Television

Civil Rights and Rites of Passage

‘Drop Dead Diva’ goes to the prom.

Wanda Sykes (l) and Amanda Bearse guest star on an all-new episode of Drop Dead Diva. Photo by Bob Mahoney/Lifetime Television.

When real-life Mississippi high school student and young lesbian Constance McMillen wanted to take her girlfriend to their prom and wear a tuxedo, the decision-makers at her high school were so outraged that they canceled the prom. Next, they rescheduled it for Constance and her supporters, but held it in a different location than the school’s regular dance. Then in a major separate-but-equal move, the adults had the nerve to hold a completely different prom—a private one—for the straight kids.

After McMillen and the American Civil Liberties Union were awarded $81,000 by a judge who ruled that her rights had been violated, the young student was also awarded a hefty scholarship on Ellen DeGeneres’s talk show, was accompanied by comedian Wanda Sykes to the GLAAD Awards in Los Angeles (with her girlfriend and wearing that tuxedo, no less), and was named one of Glamour magazine’s 2010 Women of the Year.

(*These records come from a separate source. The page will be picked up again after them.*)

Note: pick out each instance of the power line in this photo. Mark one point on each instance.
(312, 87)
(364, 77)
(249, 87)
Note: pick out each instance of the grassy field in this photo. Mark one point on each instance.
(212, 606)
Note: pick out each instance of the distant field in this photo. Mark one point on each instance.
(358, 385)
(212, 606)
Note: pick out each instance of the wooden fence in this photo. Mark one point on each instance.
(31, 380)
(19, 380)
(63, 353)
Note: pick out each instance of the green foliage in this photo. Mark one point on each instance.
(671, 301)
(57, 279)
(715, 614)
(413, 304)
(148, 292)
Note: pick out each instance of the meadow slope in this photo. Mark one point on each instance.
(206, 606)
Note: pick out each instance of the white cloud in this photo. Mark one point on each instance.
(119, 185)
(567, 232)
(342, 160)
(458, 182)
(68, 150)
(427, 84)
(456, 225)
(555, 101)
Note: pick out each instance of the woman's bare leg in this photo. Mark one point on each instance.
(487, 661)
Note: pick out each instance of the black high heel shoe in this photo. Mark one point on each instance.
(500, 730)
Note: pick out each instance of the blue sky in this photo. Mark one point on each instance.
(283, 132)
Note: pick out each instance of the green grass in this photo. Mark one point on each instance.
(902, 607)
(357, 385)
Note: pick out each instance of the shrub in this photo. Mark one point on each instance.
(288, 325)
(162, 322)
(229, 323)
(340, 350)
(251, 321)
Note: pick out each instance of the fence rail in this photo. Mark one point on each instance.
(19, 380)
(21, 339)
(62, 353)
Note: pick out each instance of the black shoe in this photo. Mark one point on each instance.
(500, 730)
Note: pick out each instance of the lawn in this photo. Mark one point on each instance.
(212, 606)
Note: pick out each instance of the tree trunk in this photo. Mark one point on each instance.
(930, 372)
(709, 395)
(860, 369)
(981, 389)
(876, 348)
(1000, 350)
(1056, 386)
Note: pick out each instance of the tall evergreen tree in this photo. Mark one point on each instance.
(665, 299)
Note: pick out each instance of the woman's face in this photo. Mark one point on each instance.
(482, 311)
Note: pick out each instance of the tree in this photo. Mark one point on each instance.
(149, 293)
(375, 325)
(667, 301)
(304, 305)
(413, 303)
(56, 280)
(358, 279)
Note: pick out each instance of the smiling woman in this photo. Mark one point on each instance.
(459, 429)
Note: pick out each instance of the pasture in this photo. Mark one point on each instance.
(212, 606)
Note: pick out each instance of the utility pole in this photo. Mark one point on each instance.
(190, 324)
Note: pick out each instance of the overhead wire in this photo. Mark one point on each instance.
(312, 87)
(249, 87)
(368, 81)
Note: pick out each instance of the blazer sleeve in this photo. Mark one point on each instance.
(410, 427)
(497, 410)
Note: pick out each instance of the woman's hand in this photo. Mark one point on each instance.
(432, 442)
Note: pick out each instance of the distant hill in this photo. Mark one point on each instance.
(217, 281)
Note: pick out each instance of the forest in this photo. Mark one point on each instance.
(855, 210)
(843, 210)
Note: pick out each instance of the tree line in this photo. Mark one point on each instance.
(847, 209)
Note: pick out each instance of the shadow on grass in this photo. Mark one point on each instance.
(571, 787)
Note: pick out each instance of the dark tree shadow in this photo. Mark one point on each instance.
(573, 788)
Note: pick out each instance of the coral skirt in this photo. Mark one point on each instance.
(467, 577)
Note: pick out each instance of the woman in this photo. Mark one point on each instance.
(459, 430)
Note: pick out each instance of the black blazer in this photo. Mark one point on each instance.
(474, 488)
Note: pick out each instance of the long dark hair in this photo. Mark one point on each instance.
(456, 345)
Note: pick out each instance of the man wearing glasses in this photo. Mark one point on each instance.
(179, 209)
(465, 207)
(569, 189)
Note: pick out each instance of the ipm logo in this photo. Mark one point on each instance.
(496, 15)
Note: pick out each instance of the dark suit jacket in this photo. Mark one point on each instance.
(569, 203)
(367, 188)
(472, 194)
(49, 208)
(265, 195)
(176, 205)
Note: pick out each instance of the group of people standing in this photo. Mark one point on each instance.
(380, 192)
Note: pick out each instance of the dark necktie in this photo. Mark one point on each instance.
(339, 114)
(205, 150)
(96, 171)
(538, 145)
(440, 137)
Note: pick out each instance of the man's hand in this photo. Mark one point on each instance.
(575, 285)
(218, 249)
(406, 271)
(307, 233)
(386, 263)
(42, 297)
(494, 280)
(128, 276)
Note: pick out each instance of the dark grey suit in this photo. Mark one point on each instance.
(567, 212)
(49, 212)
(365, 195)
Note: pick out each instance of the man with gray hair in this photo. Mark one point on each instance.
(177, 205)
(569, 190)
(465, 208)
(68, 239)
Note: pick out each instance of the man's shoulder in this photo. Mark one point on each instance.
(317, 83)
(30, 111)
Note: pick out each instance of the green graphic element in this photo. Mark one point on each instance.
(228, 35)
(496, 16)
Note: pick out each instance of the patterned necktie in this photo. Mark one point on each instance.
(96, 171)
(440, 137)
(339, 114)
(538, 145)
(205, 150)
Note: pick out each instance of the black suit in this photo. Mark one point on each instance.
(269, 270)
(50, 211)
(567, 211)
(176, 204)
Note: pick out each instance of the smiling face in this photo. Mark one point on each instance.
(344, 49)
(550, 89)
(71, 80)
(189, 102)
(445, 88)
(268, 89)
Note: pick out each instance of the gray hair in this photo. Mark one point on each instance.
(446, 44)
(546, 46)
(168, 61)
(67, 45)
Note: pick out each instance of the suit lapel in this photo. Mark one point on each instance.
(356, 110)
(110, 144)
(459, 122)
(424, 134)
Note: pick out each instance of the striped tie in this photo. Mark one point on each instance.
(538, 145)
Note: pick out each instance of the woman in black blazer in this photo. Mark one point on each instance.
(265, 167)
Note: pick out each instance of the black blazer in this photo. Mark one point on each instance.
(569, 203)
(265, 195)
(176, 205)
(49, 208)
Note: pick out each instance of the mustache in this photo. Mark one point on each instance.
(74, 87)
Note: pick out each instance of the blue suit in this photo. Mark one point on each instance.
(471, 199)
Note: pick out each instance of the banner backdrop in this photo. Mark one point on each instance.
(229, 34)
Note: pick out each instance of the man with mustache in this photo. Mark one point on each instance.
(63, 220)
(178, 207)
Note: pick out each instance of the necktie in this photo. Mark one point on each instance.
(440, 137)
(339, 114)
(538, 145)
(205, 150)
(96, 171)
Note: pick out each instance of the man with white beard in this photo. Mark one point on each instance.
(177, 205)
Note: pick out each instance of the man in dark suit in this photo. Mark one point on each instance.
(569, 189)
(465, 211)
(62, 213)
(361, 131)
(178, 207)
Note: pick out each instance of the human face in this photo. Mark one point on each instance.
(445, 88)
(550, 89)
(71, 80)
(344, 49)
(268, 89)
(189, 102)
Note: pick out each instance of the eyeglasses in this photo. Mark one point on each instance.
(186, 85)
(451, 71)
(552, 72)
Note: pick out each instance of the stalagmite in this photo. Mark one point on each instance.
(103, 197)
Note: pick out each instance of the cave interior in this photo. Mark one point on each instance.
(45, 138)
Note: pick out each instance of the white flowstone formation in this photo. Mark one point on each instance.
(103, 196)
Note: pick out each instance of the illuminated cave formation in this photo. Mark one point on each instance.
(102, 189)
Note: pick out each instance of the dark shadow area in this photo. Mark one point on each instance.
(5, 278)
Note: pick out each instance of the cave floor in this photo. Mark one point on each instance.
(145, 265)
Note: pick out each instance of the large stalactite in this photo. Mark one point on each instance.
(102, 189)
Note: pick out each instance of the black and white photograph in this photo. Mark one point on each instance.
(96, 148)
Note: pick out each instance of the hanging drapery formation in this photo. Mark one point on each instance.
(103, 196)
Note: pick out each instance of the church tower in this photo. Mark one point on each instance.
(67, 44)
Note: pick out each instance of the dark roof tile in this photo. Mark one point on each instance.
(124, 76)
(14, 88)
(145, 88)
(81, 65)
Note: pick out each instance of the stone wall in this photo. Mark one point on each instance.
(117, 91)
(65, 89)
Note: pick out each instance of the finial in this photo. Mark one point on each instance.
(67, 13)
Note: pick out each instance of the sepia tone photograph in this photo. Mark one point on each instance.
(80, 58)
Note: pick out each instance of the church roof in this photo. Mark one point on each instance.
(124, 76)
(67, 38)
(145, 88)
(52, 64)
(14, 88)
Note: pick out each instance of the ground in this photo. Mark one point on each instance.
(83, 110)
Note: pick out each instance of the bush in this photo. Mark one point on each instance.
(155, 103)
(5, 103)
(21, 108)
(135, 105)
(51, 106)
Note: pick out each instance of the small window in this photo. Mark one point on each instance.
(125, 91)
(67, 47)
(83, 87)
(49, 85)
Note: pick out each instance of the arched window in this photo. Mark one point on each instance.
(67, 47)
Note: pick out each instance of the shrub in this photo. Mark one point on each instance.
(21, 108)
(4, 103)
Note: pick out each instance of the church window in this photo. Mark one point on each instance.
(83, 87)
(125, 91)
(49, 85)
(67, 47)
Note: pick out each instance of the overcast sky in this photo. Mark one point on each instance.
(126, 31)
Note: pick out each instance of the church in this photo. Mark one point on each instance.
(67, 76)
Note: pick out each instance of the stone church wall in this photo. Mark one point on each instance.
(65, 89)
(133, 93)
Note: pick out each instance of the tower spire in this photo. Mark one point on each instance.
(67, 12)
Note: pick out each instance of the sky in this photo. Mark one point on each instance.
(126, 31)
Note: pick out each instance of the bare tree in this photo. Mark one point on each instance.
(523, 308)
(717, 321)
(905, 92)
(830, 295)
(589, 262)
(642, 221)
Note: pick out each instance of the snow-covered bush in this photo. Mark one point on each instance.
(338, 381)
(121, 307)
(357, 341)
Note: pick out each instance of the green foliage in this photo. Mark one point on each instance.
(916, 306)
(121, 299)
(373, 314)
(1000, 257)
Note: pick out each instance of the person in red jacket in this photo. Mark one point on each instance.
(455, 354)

McMillen’s story caught the attention of producers of Lifetime’s Drop Dead Diva, who have fashioned it into an episode appropriately starring Sykes, Lance Bass, Clay Aiken, and Amanda Bearse. And if you don’t blink, you’ll see McMillen herself playing a court bailiff in Sykes’s courtroom.

Cleverly, the episode’s accompanying side plot questions the sanctity of the two-month-old marriage between a man and the runaway Russian bride he met after plunking down $6,000 to an international dating service.

Jamie Babbitt directs. Sunday, July 24, at 8 p.m. (central time). Lifetime Television (www.lifetime.com).